## Exercises for Tuesday 24 October

Many of these borrowed from Mike Titelbaum.

For the following problems, assume that "a confirms b" (symbolized as aCb) is true for a probability distribution p iff p(b|a) > p(b). Assume that "a disconfirms b" (symbolized as aDb) is true for p iff p(b|a) < p(b).

When giving examples, you may find it helpful to work with a sample space that is a 12-sided die, where all twelve sides are initially regarded as equally likely.

1. Give an example where aCb, bCd, but aDd.

2. Give an example where aCb, aCd, but aD(b or d).

3. Give an example where aCd, bCd, but p(d|ba) = p(d|b), so "b and a" doesn't confirm d any more than b does alone. (This is described as b "screening off" a's confirmatory effect on d.) Assume that b does not entail a.

4. Give an example where a rational agent conditionalizes on new evidence E, yet her credence in a proposition H1 that's consistent with E decreases. That is, H1 does not entail not-E, but p(H1|E) < p(H1).

5. Prove that when an agent conditionalizes on new evidence E, her credence in a proposition H2 that entails E cannot decrease.

6. You're about to roll five fair six-sided dice (as in the game Yahtzee). How confident should you be that there will be no pairs (where there's a pair if there are two or more dice with the same result)?

7. Continuing the previous problem, how confident should you be that there will be no triples?

8. Your friend Heather is addicted to dice games. To help control her addiction, she flips a fair coin each day to decide how much to bet that day. If the coin comes up heads, she bets nothing (but still goes ahead and plays dice games anyway, for fun). If the coin comes up tails, she bets that she'll get at least a triple when tossing five dice. (By "at least a triple," I mean that at least three dice will show the same result. We'll ignore other kinds of rolls that score high in dice games like Yahtzee, such as "straights.") When walking through the department today, you saw Heather emerging from the dice game with a smile on her face. Clearly either Heather bet and won, or she didn't bet and when she rolled the dice anyway they came up bad (no triple).

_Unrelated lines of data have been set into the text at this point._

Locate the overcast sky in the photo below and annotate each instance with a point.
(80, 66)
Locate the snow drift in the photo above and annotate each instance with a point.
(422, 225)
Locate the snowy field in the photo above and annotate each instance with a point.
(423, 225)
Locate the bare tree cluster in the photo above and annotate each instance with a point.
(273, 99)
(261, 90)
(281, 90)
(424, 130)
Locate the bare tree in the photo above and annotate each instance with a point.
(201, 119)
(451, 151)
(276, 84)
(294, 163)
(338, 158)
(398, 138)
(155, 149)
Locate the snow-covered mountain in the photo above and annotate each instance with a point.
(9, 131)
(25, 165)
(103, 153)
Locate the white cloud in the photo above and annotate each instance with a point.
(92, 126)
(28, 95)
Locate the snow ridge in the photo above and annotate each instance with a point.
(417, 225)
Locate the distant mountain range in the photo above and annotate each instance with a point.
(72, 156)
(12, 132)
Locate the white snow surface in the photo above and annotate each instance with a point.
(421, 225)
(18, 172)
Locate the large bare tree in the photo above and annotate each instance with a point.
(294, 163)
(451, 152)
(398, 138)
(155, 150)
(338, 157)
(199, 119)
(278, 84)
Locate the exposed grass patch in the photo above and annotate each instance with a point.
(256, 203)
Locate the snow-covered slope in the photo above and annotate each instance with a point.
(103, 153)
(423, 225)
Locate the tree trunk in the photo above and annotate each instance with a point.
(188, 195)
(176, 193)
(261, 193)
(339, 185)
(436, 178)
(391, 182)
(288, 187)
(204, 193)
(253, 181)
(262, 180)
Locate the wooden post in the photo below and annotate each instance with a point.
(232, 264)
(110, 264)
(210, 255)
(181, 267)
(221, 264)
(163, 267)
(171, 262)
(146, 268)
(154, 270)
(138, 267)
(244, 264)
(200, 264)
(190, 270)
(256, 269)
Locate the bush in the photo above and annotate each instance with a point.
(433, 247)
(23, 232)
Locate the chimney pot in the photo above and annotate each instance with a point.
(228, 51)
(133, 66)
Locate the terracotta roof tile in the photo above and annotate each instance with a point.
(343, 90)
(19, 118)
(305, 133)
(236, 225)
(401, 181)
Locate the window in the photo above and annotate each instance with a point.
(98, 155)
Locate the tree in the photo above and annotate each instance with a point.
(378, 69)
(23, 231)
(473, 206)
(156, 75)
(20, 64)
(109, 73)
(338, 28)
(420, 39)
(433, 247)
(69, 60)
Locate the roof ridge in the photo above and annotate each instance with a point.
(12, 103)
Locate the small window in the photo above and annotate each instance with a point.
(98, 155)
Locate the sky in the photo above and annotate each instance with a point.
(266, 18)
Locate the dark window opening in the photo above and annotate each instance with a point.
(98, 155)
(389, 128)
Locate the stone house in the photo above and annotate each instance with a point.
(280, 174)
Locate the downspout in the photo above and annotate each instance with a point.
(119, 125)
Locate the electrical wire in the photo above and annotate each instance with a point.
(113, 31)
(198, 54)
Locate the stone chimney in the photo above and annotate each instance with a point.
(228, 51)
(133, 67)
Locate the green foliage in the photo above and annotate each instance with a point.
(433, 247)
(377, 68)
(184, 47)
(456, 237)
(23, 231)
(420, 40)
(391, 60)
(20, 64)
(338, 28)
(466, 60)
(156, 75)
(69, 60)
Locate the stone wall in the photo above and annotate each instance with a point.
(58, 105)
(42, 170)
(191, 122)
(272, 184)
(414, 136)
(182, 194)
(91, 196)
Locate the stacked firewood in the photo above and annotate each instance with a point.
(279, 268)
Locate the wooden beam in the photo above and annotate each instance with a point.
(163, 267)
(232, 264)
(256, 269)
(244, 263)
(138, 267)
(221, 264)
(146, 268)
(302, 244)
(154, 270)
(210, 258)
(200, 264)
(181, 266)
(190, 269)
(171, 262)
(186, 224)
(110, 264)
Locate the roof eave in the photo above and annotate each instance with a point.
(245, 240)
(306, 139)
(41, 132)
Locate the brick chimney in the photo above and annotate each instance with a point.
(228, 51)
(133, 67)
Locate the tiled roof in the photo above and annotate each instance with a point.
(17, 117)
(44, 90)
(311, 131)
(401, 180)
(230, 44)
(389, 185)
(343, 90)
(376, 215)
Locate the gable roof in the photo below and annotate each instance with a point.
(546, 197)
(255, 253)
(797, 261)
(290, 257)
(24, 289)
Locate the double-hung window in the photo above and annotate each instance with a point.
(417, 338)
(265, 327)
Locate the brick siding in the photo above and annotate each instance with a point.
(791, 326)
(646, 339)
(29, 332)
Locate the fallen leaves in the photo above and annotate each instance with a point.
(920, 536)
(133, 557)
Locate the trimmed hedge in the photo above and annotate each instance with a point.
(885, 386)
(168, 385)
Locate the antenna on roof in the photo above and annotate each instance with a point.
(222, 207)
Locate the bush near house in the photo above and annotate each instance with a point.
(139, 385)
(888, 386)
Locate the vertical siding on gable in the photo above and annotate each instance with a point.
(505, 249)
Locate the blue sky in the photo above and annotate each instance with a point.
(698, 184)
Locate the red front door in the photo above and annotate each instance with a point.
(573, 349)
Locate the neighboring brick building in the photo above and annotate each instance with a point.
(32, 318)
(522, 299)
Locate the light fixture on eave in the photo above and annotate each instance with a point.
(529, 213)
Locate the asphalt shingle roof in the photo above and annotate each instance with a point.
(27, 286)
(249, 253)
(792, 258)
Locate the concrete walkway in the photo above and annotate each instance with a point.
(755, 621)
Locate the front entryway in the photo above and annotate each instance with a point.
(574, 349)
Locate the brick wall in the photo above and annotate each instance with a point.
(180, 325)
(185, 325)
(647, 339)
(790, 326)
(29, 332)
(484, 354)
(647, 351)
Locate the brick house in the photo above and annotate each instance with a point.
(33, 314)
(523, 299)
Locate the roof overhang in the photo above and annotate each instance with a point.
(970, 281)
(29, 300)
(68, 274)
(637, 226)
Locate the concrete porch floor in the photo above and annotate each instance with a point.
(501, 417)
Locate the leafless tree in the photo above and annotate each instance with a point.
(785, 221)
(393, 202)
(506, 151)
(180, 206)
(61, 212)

You consider the outcome of the dice tossing to be independent of whether Heather bet.

1. Using a language with the atomic propositions B for "Heather bet" and D for "the dice came up with (at least) a triple", what did you learn when you saw Heather smiling?

2. After updating on the information you just articulated, how confident should you be that the dice came up with (at least) a triple?

3. How confident should you be that Heather bet?

4. Explain why one of the credences you calculated in (b) and (c) matches the value it had prior to you updating on what you learned when you saw Heather smiling, whereas the other differs.

1. Give an example where a is probabilistically independent of b, and b is probabilistically independent of d, but a is not probabilistically independent of d.

2. Give an example where a is probabilistically independent of b, and b is probabilistically independent of d, and a is also probabilistically independent of d, but a is not probabilistically independent of "b and d".

3. Give an example where p(a|b) = p(a|d), but ≠ p(a|b or d).

4. Your friend Alan has credences p(a) = 1/3 and p(b) = 1/3 and p(ab) = 1/6. His p(a|b) is also 1/3. Describe a set of bets that Alan's credences sanction as fair, but which guarantee that he will lose money, once the truths about a and b are settled. Hint: use a conditional bet, where a bet on X conditional on Y pays one side money if X and Y are both true, the other side money when not-X and Y are true, but no money changes hands when Y is false.